Wednesday, March 9, 2011

I will miss your sleek and shiny silver jacket,
Your open face, so full of wisdom, humor and advice.
The music, the movies . . . all of these too.
I will miss confiding in you,
My MacBook Pro.

I have murdered my MacBook and seriously wounded my ipod touch. All it took was a little peppermint tea, spilled on the countertop. I went up to the Apple Store where my MacBook got last rights and my ipod, a poor prognosis.
And I. am. going. crazy.
OMG, are you aware of how much we depend on technology? Take this morning. What is the weather forecast? No weather.com so I don't know. How do I get to the address in Tavernier?  No mapquest so I don't know. How is my Dad, my sister, my friend? No email so I don't know. How do I spill my guts? No blog!  arrghghgh
And, I can't afford a new computer. sigh

    RIP    

Friday, March 4, 2011

Here we go again

So, this afternoon my court date was changed yet again. It is just unbelievable, isn't it. My original court date was November 15th. The most recent, March 8th. And, I don't know how many false alarms in between. It is exhausting to live with this hanging over my head, always thinking maybe tomorrow, maybe next week . . . I have been in limbo, desperately trying to stop reliving the past, yet unable to move forward. While my goal has been to live in the Now, I'm not so sure the now is the place for me either. My new date - at the risk of jinxing it - March 22nd.

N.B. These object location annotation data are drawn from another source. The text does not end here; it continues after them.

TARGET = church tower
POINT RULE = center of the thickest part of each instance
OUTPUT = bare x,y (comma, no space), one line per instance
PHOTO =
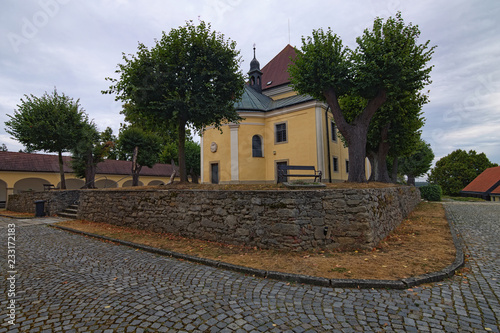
255,73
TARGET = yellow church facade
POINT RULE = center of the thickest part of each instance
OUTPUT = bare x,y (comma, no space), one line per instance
279,127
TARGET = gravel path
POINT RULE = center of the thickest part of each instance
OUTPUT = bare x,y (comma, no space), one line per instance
70,283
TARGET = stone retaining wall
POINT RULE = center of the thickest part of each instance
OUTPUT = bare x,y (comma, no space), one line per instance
295,220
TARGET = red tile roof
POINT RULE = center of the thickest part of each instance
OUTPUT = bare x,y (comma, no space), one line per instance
276,71
487,181
10,161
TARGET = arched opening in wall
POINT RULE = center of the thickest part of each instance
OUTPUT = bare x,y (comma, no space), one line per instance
74,184
156,183
106,183
128,183
30,184
3,193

Why is he doing this to me? That is a mystery. Weeks ago, I signed over my share in our house in Maine, my beloved home on the Little River. He plans to sell it. Has he signed over the cabin to me? No. My car, which is in his name? No. My share of money? No. Yet my health insurance and car insurance have been cancelled. How efficient. My name is on a mortgage and a joint checking account I can't use.

Let's weigh this, shall we?

Wife:     No house, no car, no money, no court date.

Husband:     Has to live with himself.

Yay for me!  I win!!






from Dylan:
I see my light come shining
From the west unto the east
Any day now, any day now,
I shall be released.

Thursday, March 3, 2011

Well, yesterday was a banner day. After a totally boring hospital auxiliary luncheon (the annual safety lecture), my Mom, my BFF and me went on over to Tropical Optical to help Mom make the transition to a new pair of sunglasses. Now, let me tell you why this is so huge. My mom has been wearing the same pair of sunglasses for 30+ years!!!!! I swear I am not making this up. Those things have gone in and out of fashion about 6 times (and yes, they are currently way out.) They are hideous glasses and make my beautiful mother look like an owl. Awful. So, I was prepared for a fight but we settled on a pair of Jimmy Choo's (!), she whipped out her RX and a credit card and voila! Deal done! And, look how gooooood they look!
 Sit up straight, Mother.
 On a different note, I'm almost done with my Vision Board. Here's what I've got so far.
Whether or not you believe in the law of attraction, and I don't know if I do or not, it has been a fun exercise. I find it notable that I did not include anything to do with money or anything to do with romance. I'm going to add a lottery ticket or some dollar signs or something. But because of my firm belief that all men are pigs, and yes, I know that in my heart of hearts, romance is not in the picture. Literally.

btw, has anyone noticed that lately Charlie Sheen is channeling my husband?!

Wednesday, March 2, 2011

Well, I know you've been waiting with bated breath to hear what I have been up to in my exciting rock star life (yawn.) Seriously though, my sister and family left after a whirlwind visit and Mom and I went up to Ft. Lauderdale, the Broward Center,  to see West Side Story. Fabulous. The dancing was so awesome. It was hard not to sing along with every single fabulous song. Unfortunately, this proved to be impossible for the man sitting next to me. oy vey
I also wanted to share this picture of one of the bromeliads in my garden. How gorgeous is this? I do love my tropical winter.
And last but not least, the beauteous Sophie. Oh, those eyes.